There are several ways for a container to get an IP address from the LAN (i.e. the same network as the host). This includes the bridge that you are using, macvlan, routed, ipvlan.

In the case of the bridge and macvlan, the container should be able to get an IP address from the LAN’s router through DHCP. And you would setup the static IP assignment on the router’s DHCP configuration so that it is aware of the assignment as well.

But in the case of virtualisation (VMWare), the DHCP request and/or DHCP lease is filtered out and you have to enable the appropriate VMWare option to make it work. Others reported they managed to make it work with VMWare. On VirtualBox, the option is called “Promiscuous mode”.

Having said that, if you disregard the automatic IP address assignment (which is not a requirement in your case), you can setup the network configuration manually inside the container. If the container still cannot get access to the LAN, then there might be an issue with port security and VMWare. Because with either bridge or macvlan, VMWare sees that two different MAC addresses are being served from the same guest and may not want to that. See more at Configure the Security Policy for a vSphere Standard Switch or Standard Port Group

@simos thanks so much for the response. I’ll take a look into the VMWare note as soon as I get a chance.

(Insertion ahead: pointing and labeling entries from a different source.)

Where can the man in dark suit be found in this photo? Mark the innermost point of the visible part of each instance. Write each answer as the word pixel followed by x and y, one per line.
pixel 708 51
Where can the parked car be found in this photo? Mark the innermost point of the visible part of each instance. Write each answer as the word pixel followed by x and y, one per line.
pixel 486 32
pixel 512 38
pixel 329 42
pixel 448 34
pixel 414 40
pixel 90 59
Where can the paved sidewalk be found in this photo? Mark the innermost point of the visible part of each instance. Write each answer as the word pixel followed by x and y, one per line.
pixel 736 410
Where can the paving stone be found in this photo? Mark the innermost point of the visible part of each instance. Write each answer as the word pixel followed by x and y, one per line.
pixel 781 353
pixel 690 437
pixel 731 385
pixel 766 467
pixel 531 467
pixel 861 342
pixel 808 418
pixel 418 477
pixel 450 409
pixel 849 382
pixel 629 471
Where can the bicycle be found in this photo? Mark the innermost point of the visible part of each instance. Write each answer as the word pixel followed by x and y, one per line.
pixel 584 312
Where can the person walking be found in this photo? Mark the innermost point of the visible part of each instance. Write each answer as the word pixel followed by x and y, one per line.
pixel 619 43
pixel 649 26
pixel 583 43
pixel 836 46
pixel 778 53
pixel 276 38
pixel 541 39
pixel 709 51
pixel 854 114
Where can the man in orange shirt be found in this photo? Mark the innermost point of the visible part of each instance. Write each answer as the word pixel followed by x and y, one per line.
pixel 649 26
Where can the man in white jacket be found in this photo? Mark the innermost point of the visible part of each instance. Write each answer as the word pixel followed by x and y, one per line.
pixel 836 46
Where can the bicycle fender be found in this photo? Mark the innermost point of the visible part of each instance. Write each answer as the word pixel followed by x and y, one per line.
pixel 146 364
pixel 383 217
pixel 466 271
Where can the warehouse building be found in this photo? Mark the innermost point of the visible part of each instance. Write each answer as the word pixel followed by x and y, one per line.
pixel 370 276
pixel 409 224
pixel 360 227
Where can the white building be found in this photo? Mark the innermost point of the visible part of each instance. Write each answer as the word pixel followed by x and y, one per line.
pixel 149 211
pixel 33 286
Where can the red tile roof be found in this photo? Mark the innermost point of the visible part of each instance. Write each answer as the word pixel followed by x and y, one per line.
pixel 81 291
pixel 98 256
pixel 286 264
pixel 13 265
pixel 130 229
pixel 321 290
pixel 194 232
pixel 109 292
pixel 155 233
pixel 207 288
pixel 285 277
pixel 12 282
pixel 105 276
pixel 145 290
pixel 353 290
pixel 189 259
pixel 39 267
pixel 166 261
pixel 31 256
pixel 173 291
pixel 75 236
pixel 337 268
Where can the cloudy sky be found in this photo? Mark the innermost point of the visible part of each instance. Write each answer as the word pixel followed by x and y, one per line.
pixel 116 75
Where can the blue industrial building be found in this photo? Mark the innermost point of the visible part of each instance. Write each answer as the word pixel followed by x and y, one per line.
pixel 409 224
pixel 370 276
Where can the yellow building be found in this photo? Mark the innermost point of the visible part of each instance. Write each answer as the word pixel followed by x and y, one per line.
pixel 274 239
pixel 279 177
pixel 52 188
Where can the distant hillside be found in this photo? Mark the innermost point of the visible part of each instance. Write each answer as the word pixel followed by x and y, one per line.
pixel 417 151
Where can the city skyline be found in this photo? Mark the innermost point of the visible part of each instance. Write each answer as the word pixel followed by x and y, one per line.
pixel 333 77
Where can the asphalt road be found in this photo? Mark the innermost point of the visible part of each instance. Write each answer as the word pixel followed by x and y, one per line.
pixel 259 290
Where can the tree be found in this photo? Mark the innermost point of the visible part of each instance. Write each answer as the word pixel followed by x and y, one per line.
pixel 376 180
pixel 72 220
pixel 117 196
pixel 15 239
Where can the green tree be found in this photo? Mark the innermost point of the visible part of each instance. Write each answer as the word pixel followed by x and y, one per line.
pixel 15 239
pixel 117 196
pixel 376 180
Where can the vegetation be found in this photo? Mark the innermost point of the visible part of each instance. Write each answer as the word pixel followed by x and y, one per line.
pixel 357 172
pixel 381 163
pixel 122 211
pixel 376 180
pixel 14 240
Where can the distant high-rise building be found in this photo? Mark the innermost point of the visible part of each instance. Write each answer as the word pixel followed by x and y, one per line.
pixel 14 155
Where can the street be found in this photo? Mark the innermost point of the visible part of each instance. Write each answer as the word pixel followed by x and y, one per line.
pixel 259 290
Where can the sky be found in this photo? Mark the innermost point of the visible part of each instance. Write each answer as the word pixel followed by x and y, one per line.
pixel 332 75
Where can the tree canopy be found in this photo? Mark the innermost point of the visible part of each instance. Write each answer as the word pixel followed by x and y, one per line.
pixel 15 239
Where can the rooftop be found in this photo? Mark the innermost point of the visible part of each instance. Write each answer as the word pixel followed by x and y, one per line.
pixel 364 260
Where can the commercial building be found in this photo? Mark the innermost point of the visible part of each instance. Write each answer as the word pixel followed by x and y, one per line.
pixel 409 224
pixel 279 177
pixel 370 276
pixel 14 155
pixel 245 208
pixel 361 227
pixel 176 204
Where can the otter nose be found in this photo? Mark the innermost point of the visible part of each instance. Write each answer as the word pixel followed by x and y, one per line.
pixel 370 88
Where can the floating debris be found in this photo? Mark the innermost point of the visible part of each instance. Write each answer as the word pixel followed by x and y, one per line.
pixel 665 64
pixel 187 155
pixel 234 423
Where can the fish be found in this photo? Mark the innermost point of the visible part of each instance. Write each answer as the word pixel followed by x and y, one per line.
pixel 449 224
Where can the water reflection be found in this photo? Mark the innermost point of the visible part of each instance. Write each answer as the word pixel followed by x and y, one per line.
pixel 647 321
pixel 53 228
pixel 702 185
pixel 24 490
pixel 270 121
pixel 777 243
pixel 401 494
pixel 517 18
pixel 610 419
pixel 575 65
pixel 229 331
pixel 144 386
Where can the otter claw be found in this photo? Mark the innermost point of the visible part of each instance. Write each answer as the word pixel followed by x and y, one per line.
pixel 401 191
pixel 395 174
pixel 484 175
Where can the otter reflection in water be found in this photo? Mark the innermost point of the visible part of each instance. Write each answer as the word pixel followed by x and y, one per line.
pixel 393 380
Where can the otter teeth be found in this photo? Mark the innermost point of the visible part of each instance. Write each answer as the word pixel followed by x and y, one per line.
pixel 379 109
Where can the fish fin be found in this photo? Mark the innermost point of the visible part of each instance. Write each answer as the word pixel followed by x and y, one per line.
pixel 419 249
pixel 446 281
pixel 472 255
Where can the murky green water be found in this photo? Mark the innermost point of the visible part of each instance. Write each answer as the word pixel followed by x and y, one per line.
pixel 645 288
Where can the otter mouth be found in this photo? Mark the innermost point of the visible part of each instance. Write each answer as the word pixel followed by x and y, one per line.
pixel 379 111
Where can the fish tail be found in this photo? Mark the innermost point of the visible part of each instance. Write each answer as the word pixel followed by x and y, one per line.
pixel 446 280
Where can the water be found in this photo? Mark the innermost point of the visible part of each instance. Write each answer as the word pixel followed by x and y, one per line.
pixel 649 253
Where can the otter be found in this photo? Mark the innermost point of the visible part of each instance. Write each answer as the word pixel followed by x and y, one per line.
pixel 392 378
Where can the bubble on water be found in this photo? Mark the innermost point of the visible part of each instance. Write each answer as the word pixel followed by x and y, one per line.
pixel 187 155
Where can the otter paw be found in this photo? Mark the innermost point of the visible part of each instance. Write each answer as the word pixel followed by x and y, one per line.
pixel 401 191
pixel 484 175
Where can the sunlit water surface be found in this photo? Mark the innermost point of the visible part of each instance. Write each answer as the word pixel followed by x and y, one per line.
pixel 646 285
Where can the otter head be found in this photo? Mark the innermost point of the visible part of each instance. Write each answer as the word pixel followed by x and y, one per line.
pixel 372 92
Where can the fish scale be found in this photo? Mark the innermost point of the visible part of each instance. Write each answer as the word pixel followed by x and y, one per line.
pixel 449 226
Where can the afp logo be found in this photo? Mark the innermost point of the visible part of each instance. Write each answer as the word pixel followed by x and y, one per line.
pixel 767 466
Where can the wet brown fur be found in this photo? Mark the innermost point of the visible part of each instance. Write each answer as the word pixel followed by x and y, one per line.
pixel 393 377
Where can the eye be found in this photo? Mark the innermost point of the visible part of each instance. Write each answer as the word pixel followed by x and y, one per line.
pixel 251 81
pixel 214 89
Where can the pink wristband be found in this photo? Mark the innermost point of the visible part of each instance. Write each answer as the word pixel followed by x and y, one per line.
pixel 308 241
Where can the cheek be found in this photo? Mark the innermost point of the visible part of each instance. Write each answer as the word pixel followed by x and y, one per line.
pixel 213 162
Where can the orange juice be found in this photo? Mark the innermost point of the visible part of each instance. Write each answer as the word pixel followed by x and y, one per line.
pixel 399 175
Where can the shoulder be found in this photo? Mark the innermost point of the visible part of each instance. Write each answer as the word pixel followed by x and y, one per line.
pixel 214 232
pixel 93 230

@simos as of right now I’m working on this in a VMWare environment because that’s what I’ve got available. Do you happen to know offhand it Oracle’s OVM virtual platform has a similar capability for its switches to be set in a promiscuous mode? If you don’t have any experience with it no big deal just thought I’d ask since you have some much virtual networking experience. Thanks again.

I expect that it does as it is a common feature, though I have not verified it.

I have verified that it works with Oracle VM VirtualBox (a couple of years ago). Specifically, you enable the Promiscuous mode in the VirtualBox settings, then enable the PROMISC flag on the host’s network interface.